Cette histoire d’un lépreux avait su toucher les émotions et faire du bien… même si, finalement, aucun prix ne récompensa cette jolie œuvre.

Après la mort de sa femme, Beshay, lépreux guéri mais défiguré par les stigmates de la maladie, décide de quitter sa léproserie de toujours pour rechercher sa famille qui l’a abandonné quand il était jeune enfant. Commence alors pour lui, une longue route parsemée de rencontres, d’embûches, de toutes sortes de situations joyeuses ou difficiles, où il ne sera pas seul mais devra se confronter aux choses enfouies au plus profond de lui, en quête d’une famille, d’un foyer, d’un peu d’humanité… 

Si les premières minutes m’avaient laissé un peu perplexe, très vite les doutes furent chassés et je me suis retrouvé embarqué dans cette histoire d’une grande beauté. Une beauté qui ne se joue pas ici dans l’apparence, dans le visible… Une beauté qui se découvre dans l’épaisseur des personnages, derrière les blessures physiques, derrière les détritus qui peuvent devenir une montagne, derrière des histoires pétries de souffrance et d’accidents de la vie. C’est au plus profond de l’âme que se dévoile la force de Beshay, ce petit bonhomme attendrissant, d’Obama son jeune compagnon, et de quelques autres éclopés rencontrés par hasard.

Abu Bakr Shawkya su trouver la justesse en touchant les cœurs mais sans tomber dans le pathos. Il filme sans complaisance, et propose là une sorte de road trip initiatique. Je dis « une sorte » car n’imaginez pas le road trip à l’américaine… ici pas de voiture emblématique mais une charrette tirée par un âne qui laissera place à toutes sortes d’autre engins sur des chemins rudes et secs.Un road trip, donc, émouvant et surtout engagé, porté par un extraordinaire acteur non-professionnel, qui au passage, notons-le, est un véritable ancien lépreux. On ressent chez A.B. Shawky ce soin de défendre les exclus. Plusieurs scènes sont marquantes à cet égard, avec même une restitution d’une certaine « cour des miracles », là où vivent ces gens situés sur la marge, oubliés physiquement et rejetés socialement, mais auxquels le cinéaste redonne une vraie dignité que d’autre ont voulu leur ôter.
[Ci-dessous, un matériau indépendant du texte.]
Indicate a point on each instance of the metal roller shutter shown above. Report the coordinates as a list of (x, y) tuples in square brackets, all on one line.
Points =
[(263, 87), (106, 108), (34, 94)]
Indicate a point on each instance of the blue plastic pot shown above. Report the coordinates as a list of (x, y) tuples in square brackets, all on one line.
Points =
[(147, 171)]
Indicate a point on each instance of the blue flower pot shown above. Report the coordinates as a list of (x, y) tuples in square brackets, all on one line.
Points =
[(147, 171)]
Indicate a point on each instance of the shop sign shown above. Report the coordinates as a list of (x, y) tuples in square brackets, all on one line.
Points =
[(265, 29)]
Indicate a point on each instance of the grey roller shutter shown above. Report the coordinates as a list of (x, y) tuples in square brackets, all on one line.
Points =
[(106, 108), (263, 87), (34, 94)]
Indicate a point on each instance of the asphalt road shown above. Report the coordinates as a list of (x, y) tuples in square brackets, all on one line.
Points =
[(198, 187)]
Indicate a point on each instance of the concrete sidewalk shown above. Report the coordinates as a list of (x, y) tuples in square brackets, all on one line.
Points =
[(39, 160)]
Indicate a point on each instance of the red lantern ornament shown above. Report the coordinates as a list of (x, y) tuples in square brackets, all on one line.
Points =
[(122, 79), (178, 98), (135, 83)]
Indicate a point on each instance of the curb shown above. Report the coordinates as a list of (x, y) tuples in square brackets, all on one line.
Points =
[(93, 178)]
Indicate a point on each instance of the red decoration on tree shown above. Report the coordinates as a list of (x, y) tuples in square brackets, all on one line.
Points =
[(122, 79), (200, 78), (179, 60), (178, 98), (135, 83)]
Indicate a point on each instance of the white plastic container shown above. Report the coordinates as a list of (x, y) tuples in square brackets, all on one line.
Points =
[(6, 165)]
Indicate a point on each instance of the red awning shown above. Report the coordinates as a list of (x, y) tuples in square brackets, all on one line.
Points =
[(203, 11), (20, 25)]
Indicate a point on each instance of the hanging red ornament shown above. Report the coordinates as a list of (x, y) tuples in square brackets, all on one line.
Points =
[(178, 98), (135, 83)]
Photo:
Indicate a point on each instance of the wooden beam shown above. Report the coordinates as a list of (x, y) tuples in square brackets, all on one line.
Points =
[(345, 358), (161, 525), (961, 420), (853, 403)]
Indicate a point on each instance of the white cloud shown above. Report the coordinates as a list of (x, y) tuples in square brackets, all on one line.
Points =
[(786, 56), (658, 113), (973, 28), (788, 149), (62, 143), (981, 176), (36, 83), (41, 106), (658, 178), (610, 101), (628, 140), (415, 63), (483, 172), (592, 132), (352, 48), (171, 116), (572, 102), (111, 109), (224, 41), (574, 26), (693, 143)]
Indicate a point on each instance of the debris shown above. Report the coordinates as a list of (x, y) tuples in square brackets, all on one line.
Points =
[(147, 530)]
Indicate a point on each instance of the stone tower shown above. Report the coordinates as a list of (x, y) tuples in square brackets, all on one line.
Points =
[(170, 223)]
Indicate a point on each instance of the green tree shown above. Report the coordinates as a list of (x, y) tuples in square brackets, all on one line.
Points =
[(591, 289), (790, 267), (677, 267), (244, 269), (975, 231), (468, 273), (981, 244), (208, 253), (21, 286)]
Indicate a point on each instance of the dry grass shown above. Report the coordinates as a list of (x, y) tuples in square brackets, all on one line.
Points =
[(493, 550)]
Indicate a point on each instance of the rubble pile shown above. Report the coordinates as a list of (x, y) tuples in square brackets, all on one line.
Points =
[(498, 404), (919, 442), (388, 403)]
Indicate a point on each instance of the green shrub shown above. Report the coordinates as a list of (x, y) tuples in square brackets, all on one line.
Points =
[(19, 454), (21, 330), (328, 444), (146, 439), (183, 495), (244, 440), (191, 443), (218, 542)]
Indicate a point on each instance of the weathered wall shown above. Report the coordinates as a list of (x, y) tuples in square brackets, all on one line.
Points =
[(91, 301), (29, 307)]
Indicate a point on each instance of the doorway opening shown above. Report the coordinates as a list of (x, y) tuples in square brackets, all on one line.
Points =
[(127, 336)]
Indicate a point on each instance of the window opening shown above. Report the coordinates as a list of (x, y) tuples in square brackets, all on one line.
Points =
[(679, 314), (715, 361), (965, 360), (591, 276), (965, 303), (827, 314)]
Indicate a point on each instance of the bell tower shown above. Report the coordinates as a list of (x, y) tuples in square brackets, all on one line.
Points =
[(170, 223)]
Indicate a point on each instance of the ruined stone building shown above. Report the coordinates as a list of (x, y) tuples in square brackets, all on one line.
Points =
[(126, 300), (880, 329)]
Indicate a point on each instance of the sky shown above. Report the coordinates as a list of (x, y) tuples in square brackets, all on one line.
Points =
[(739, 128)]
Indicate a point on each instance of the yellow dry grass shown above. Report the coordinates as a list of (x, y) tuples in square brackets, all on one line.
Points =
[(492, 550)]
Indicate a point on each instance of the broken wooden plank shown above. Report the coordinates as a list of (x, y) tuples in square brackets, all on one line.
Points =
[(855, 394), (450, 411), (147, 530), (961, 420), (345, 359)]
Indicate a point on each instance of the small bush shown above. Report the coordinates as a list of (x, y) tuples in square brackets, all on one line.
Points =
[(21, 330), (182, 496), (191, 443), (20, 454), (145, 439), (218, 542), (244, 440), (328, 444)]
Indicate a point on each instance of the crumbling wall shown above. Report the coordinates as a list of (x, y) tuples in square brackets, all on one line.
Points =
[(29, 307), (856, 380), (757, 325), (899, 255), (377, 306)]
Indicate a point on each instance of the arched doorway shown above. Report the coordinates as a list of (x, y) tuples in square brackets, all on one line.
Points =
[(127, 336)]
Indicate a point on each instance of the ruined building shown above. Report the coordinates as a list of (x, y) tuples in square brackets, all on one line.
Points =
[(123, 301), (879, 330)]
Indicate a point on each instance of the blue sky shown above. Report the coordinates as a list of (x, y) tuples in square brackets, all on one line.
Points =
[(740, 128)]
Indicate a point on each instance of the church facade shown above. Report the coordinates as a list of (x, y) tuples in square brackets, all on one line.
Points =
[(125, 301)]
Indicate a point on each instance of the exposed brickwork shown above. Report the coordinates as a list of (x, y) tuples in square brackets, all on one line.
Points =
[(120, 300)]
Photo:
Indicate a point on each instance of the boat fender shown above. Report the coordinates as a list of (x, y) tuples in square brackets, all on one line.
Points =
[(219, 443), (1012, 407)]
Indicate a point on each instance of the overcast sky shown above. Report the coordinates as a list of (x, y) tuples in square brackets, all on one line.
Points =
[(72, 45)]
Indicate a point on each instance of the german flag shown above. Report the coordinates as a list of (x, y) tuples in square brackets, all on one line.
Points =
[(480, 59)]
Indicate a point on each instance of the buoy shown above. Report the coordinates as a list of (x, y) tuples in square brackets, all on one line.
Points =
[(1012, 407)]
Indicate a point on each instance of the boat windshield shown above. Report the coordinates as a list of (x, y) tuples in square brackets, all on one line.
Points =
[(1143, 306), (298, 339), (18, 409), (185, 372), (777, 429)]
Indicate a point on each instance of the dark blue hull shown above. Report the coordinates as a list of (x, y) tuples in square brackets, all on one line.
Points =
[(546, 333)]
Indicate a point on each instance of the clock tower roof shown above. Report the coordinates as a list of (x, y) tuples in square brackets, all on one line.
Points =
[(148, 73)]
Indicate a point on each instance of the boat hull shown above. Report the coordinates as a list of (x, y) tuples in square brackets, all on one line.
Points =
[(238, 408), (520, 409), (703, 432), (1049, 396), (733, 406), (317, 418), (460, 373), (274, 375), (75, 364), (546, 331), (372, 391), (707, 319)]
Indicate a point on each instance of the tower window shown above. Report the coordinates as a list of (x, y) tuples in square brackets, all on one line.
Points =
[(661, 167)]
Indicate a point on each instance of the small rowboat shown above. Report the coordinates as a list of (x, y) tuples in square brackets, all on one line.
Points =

Mais n’imaginait pas non plus un film glauque ou ayant tendance à prendre en otage le spectateur. Yomeddine est un film intègre qui a choisi de se dérouler sur le ton de la comédie, qui a choisi ce que j’appellerai la gaieté sincère comme marque de fabrique. C’est ainsi qu’il peut nous rejoindre tous et devenir un pur divertissement familial fait de personnages sympathiques, d’images colorées et lumineuses au rythme d’une musique très agréable en nous interpellant sur le sens profond du bonheur.

Un film qui fait du bien disais-je, qui montre encore que le cinéma peut parfois se permettre de toucher, de faire réfléchir, de jouer ainsi l’un de ses rôles primordiaux à l’égard du spectateur, sans grands moyens, sans stars patentées, et même avec quelques faiblesses cinématographiques, mais surtout avec grâce, sourire et délicatesse.